WASHINGTON, Jan. 27, 2016 - Congressional budget analysts have sharply increased their estimate of how much the new Agriculture Risk Coverage program will cost in the wake of a heavier-than-expected signup.

The ARC county option is now expected to pay out $6.1 billion in fiscal 2017 and $5.2 billion in 2018, compared with $1.6 billion and $1.9 billion, respectively, for the Price Loss Coverage program, according to the Congressional Budget Office.

Last year, CBO estimated that the Agriculture Department would make ARC payments of $3.7 billion and $2.7 billion in 2017 and 2018, versus $2.9 billion and $2.8 billion in PLC payments.

ARC payments are tied to declines in county farm revenue, which accounts for changes in average yields as well as in market prices.
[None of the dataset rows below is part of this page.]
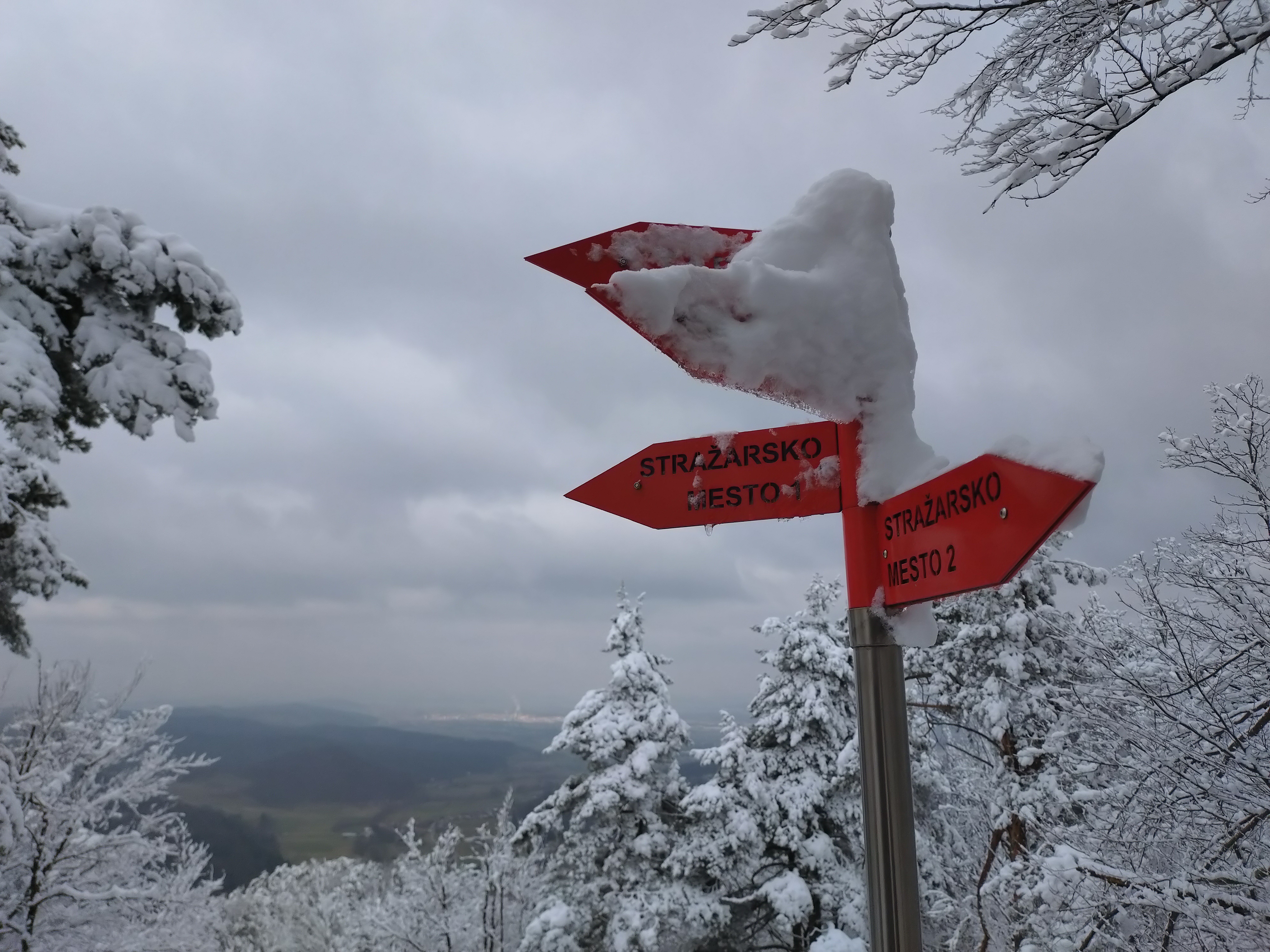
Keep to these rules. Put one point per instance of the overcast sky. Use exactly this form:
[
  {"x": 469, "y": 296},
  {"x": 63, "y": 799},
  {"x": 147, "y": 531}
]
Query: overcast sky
[{"x": 377, "y": 517}]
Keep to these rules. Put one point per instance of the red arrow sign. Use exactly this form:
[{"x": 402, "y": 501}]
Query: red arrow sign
[
  {"x": 970, "y": 529},
  {"x": 774, "y": 474},
  {"x": 595, "y": 261}
]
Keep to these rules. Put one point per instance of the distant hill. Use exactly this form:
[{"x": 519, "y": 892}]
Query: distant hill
[
  {"x": 332, "y": 764},
  {"x": 241, "y": 851}
]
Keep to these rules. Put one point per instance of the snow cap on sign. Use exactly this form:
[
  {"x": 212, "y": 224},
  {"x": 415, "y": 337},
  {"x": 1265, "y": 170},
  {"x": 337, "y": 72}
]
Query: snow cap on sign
[{"x": 811, "y": 312}]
Yields aren’t factored into PLC. PLC payments are triggered when market prices fall below a target, or reference price for each covered commodity.

Pat Westhoff, director of the University of Missouri’s Food and Agriculture Policy Research Institute, said the fiscal 2017 estimates could still change significantly since they are based on final prices and yields for the 2015-16 marketing year. CBO estimates that farmers will receive $4.1 billion in ARC payments on corn in fiscal 2017 and $1.4 billion on soybeans.
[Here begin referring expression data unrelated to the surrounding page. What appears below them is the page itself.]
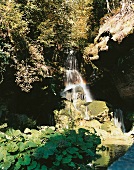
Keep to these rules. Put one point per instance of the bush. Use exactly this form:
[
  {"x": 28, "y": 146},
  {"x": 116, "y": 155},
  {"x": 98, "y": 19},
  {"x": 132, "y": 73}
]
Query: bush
[{"x": 47, "y": 149}]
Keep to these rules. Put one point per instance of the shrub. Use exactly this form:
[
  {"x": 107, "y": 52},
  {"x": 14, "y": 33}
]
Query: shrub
[{"x": 47, "y": 149}]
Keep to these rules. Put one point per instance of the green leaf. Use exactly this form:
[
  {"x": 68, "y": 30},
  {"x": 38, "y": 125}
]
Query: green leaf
[
  {"x": 72, "y": 164},
  {"x": 6, "y": 165},
  {"x": 12, "y": 147},
  {"x": 25, "y": 160},
  {"x": 67, "y": 159},
  {"x": 1, "y": 156},
  {"x": 64, "y": 152},
  {"x": 72, "y": 150},
  {"x": 56, "y": 163},
  {"x": 17, "y": 166},
  {"x": 37, "y": 167},
  {"x": 43, "y": 167},
  {"x": 10, "y": 158},
  {"x": 21, "y": 146},
  {"x": 32, "y": 165},
  {"x": 30, "y": 144},
  {"x": 59, "y": 157},
  {"x": 27, "y": 130}
]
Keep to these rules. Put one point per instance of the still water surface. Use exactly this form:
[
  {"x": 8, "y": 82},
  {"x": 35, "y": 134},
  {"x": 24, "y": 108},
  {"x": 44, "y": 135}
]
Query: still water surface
[{"x": 111, "y": 154}]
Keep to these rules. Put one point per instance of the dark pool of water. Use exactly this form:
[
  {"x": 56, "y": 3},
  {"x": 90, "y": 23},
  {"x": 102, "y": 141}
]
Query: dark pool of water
[{"x": 108, "y": 156}]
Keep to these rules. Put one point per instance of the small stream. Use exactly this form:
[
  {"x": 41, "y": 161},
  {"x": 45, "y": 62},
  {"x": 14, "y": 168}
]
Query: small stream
[{"x": 111, "y": 154}]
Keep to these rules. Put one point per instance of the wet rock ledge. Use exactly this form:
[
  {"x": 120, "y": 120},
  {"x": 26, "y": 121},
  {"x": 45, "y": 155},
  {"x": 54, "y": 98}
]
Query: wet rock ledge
[{"x": 125, "y": 162}]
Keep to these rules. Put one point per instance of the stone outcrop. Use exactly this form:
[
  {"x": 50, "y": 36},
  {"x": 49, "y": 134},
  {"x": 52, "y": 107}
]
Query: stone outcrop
[
  {"x": 101, "y": 121},
  {"x": 113, "y": 49}
]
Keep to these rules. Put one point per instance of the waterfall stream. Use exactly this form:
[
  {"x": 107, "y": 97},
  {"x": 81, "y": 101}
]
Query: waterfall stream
[
  {"x": 75, "y": 87},
  {"x": 118, "y": 119}
]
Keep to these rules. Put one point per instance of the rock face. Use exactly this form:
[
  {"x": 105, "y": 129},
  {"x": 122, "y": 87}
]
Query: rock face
[{"x": 113, "y": 49}]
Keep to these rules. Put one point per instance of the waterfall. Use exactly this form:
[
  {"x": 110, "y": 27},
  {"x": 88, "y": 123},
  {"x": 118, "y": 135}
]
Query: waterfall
[
  {"x": 75, "y": 87},
  {"x": 118, "y": 119}
]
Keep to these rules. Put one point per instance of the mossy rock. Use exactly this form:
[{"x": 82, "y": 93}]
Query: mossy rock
[{"x": 98, "y": 107}]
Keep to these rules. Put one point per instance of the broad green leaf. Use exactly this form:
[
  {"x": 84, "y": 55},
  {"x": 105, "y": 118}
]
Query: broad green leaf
[
  {"x": 12, "y": 147},
  {"x": 17, "y": 133},
  {"x": 59, "y": 157},
  {"x": 37, "y": 167},
  {"x": 17, "y": 166},
  {"x": 10, "y": 158},
  {"x": 30, "y": 144},
  {"x": 64, "y": 152},
  {"x": 43, "y": 167},
  {"x": 72, "y": 164},
  {"x": 27, "y": 159},
  {"x": 72, "y": 150},
  {"x": 32, "y": 165},
  {"x": 27, "y": 130},
  {"x": 67, "y": 159},
  {"x": 57, "y": 163},
  {"x": 6, "y": 165},
  {"x": 21, "y": 146},
  {"x": 1, "y": 156}
]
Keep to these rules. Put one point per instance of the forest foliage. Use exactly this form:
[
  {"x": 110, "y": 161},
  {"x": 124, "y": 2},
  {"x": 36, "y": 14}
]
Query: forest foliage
[{"x": 32, "y": 29}]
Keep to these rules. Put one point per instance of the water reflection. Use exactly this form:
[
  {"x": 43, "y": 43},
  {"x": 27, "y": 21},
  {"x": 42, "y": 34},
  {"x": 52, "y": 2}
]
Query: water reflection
[{"x": 109, "y": 155}]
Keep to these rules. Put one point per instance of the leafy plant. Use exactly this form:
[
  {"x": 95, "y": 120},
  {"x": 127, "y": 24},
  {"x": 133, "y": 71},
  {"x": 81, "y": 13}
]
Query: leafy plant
[{"x": 47, "y": 149}]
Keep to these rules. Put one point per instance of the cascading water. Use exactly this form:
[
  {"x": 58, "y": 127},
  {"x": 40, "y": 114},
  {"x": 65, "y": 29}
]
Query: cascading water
[
  {"x": 118, "y": 119},
  {"x": 74, "y": 83}
]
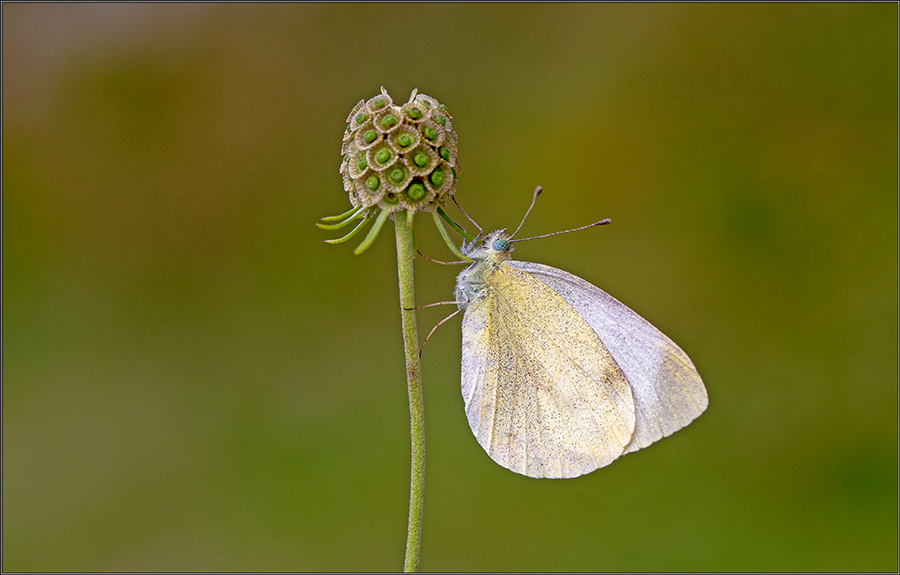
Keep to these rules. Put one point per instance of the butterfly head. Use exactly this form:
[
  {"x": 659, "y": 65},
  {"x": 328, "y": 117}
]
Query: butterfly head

A year ago, CBO estimated that 60 percent of corn acreage would be enrolled in the ARC program during the life of the 2014 farm bill. The actual share is 93.4 percent.

The biggest share of PLC payments in fiscal 2017 will go to peanuts - some $622 million. But due to slumping wheat prices, PLC payments on wheat acreage are expected to total $471 million in 2017 and top peanuts in 2018 at $775 million.
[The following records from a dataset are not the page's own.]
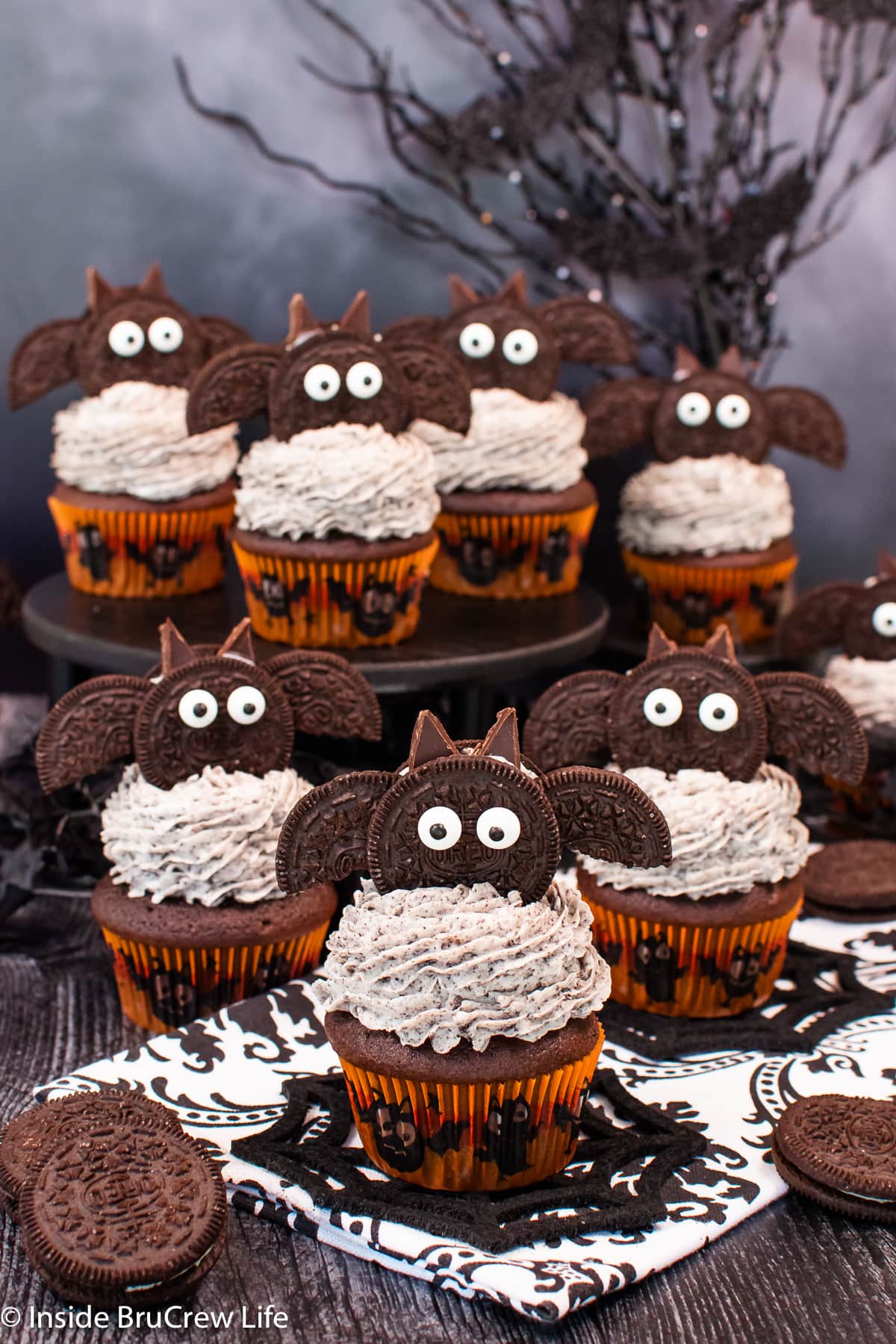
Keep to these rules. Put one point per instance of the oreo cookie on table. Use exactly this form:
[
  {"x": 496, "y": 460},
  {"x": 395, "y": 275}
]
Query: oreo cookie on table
[
  {"x": 116, "y": 1203},
  {"x": 841, "y": 1152},
  {"x": 30, "y": 1133},
  {"x": 852, "y": 880}
]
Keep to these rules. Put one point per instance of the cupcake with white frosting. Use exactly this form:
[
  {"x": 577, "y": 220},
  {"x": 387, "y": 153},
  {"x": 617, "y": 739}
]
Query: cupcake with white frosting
[
  {"x": 707, "y": 530},
  {"x": 516, "y": 511},
  {"x": 141, "y": 505},
  {"x": 335, "y": 508}
]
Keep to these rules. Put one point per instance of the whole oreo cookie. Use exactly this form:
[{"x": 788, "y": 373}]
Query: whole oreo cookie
[
  {"x": 841, "y": 1152},
  {"x": 31, "y": 1133},
  {"x": 137, "y": 1214},
  {"x": 853, "y": 880}
]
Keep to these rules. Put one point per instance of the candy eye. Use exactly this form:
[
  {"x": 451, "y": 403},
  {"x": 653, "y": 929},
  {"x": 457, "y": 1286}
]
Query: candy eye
[
  {"x": 732, "y": 411},
  {"x": 694, "y": 409},
  {"x": 520, "y": 346},
  {"x": 499, "y": 828},
  {"x": 246, "y": 705},
  {"x": 718, "y": 712},
  {"x": 166, "y": 335},
  {"x": 364, "y": 379},
  {"x": 662, "y": 707},
  {"x": 198, "y": 709},
  {"x": 884, "y": 618},
  {"x": 440, "y": 828},
  {"x": 321, "y": 382},
  {"x": 127, "y": 339},
  {"x": 477, "y": 340}
]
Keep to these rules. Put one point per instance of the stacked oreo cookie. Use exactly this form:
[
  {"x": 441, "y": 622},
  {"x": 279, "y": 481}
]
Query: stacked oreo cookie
[{"x": 116, "y": 1202}]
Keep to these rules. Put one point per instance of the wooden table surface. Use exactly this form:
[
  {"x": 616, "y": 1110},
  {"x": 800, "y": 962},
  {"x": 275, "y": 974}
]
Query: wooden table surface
[{"x": 793, "y": 1273}]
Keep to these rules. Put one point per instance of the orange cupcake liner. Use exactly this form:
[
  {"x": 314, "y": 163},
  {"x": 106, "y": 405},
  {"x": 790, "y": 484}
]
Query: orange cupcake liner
[
  {"x": 335, "y": 604},
  {"x": 470, "y": 1136},
  {"x": 689, "y": 603},
  {"x": 120, "y": 553},
  {"x": 163, "y": 988},
  {"x": 511, "y": 556},
  {"x": 687, "y": 971}
]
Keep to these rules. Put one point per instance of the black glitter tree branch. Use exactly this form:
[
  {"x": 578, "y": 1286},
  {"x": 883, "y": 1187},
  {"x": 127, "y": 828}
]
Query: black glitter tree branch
[{"x": 622, "y": 139}]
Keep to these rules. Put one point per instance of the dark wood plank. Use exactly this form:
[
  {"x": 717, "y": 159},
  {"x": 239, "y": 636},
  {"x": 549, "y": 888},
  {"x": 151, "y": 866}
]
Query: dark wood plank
[{"x": 790, "y": 1276}]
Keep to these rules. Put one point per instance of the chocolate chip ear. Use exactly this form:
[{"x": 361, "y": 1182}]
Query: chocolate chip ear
[
  {"x": 435, "y": 383},
  {"x": 220, "y": 334},
  {"x": 621, "y": 414},
  {"x": 43, "y": 361},
  {"x": 588, "y": 332},
  {"x": 324, "y": 838},
  {"x": 806, "y": 423},
  {"x": 817, "y": 620},
  {"x": 570, "y": 722},
  {"x": 87, "y": 729},
  {"x": 233, "y": 386},
  {"x": 608, "y": 816},
  {"x": 328, "y": 697},
  {"x": 810, "y": 725}
]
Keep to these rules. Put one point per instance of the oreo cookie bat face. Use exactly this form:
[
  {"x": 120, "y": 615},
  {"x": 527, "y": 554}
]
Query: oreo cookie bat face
[
  {"x": 139, "y": 339},
  {"x": 871, "y": 626},
  {"x": 334, "y": 376},
  {"x": 709, "y": 413},
  {"x": 213, "y": 712},
  {"x": 689, "y": 712},
  {"x": 464, "y": 820},
  {"x": 504, "y": 346}
]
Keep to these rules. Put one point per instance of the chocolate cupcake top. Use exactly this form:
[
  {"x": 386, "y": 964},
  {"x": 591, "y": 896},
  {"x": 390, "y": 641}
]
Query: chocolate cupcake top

Food stamp rolls continue to decline slowly. CBO estimates that the cost of the Supplemental Nutrition Assistance Program will be slightly lower in fiscal 2016 at $75 billion, down from $76 billion in 2015, with 45 million people receiving benefits this year. As of October, the latest month for which data are available, 45.4 million people were enrolled in SNAP, down from 46.5 million a year earlier.